I was going to say that, but then I realized I probably haven't heard anything written for solo euphonium. I don't think Berio wrote a Sequenza for that one!

I also have yet to hear any instruments that haven't been invented yet. Get on it, people!


----------



## Classical Saxophonist (Oct 11, 2013)

violadude said:


> Yes to everything?


You've heard at least some of every ensemble and instrument on the list? If so, impressive.


----------



## violadude (May 2, 2011)

Classical Saxophonist said:


> You've heard at least some of every ensemble and instrument on the list? If so, impressive.


In some capacity or another, yes.


----------



## violadude (May 2, 2011)

Mahlerian said:


> I was going to say that, but then I realized I probably haven't heard anything written for solo euphonium. I don't think Berio wrote a Sequenza for that one!


It's a really strange concerto instrument. Doesn't project much and has a wobbly ghostlike quality.


----------



## Classical Saxophonist (Oct 11, 2013)

violadude said:


> It's a really strange concerto instrument. Doesn't project much and has a wobbly ghostlike quality.


The euphonium is my favorite brass instrument. I think it has a beautiful tone.


----------



## science (Oct 14, 2010)

Never heard a duo for steel drum and pipe organ. I'd like to though. 

And I wouldn't mind a trio for steel drum, pipe organ, and baritone sax. 

I'm actually not joking. One of the pleasures of relatively modern music is the experimentation with nontraditional ensembles.


----------



## violadude (May 2, 2011)

Classical Saxophonist said:


> The euphonium is my favorite brass instrument. I think it has a beautiful tone.

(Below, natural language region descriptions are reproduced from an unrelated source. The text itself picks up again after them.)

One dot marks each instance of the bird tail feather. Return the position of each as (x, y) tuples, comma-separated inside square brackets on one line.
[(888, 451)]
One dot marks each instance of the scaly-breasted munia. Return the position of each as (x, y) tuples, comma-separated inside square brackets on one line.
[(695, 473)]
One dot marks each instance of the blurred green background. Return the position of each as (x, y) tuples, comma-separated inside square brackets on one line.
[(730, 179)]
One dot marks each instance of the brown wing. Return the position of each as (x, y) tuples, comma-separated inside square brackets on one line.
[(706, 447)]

You're right, that was pretty good. The one I heard must not have been very good.


----------



## Classical Saxophonist (Oct 11, 2013)

science said:


> Never heard a duo for steel drum and pipe organ. I'd like to though.
> 
> And I wouldn't mind a trio for steel drum, pipe organ, and baritone sax.
> 
> I'm actually not joking. One of the pleasures of relatively modern music is the experimentation with nontraditional ensembles.


Nor have I ever heard either of those ensembles. 

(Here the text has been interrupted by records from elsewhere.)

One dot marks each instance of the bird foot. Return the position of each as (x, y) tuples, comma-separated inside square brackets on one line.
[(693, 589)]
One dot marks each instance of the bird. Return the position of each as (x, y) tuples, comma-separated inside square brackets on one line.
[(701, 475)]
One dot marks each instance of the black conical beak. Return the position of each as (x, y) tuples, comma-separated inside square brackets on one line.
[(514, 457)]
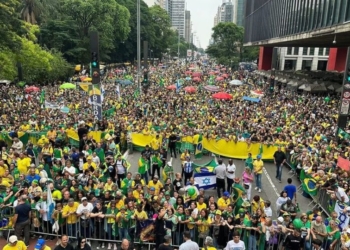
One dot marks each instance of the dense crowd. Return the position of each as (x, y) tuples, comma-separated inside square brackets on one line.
[(96, 197)]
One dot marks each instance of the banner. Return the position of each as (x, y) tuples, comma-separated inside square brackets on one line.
[(95, 99)]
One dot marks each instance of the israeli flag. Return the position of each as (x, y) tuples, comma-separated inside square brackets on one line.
[(205, 180), (342, 217), (178, 85), (50, 204), (117, 91)]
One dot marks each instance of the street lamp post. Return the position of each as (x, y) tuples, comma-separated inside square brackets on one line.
[(139, 45)]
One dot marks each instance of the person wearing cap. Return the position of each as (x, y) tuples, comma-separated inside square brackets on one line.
[(187, 167), (69, 212), (166, 245), (230, 174), (83, 212), (14, 244), (258, 166), (89, 164), (41, 245), (156, 184), (224, 201)]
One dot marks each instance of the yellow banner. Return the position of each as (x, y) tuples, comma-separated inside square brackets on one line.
[(229, 149)]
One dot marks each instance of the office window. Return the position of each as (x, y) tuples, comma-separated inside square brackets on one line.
[(327, 51), (296, 51), (305, 51), (312, 51), (320, 51)]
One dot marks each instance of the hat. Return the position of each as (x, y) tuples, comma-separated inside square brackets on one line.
[(39, 244), (227, 194), (13, 239), (246, 204), (209, 241)]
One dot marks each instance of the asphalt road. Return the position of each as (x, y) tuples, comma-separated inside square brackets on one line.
[(271, 187)]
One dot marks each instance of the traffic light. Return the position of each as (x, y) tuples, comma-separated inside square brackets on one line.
[(94, 59)]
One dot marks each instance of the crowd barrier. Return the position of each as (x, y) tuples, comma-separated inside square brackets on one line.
[(141, 233), (222, 147)]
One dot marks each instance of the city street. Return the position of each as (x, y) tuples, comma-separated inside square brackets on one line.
[(271, 187)]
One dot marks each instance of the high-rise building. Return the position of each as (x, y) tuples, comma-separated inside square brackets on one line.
[(176, 10), (239, 10), (188, 28)]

But I was thinking about fairly established ensembles when making this thread.


----------



## Chris (Jun 1, 2010)

I've never heard Chopin's Ballade no. 4 played on bagpipes


----------



## Weston (Jul 11, 2008)

I too would say I've heard all of the OP list. It's not some kind of impressive feat. I am just getting old.

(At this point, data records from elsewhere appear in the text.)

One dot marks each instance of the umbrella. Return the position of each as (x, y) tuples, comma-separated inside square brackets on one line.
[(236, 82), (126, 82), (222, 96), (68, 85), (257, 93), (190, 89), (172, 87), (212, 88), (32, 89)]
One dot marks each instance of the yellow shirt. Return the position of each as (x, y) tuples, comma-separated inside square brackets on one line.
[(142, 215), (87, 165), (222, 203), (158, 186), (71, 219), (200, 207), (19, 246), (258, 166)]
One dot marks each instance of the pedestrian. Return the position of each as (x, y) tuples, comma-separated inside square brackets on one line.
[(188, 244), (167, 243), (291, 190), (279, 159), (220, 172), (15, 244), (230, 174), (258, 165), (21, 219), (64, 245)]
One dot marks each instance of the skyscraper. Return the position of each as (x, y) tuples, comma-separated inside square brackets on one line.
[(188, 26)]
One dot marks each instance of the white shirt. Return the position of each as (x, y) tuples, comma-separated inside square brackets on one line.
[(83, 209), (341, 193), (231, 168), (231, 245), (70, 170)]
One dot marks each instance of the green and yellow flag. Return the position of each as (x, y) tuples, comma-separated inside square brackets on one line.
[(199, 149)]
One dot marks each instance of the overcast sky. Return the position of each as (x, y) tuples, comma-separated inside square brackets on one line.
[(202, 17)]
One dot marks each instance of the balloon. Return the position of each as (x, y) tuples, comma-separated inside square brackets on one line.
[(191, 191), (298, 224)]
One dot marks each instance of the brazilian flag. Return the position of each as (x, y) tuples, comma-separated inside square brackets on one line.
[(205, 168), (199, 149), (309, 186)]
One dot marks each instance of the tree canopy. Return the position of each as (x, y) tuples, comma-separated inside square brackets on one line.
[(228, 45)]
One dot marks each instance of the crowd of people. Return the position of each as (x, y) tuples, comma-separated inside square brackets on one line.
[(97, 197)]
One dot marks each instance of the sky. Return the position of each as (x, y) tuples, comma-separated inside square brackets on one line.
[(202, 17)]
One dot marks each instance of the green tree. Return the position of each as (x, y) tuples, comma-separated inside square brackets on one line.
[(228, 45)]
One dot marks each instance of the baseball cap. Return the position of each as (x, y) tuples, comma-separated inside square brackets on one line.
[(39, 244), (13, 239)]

I'd still like to hear a concerto for banjo . I understand Bela Fleck wrote one. Haven't heard it, and I usually think of Fleck as a jazz musician which of course doesn't preclude him from writing classical. I generally hate the way banjo is normally used in folk or country or bluegrass, but I could see it as an interesting ensemble or solo classical instrument the same way saxophone gets a very different treatment with classical than with jazz.

If you want weird combinations check out Peter Schickele's (slightly) more serious works.


----------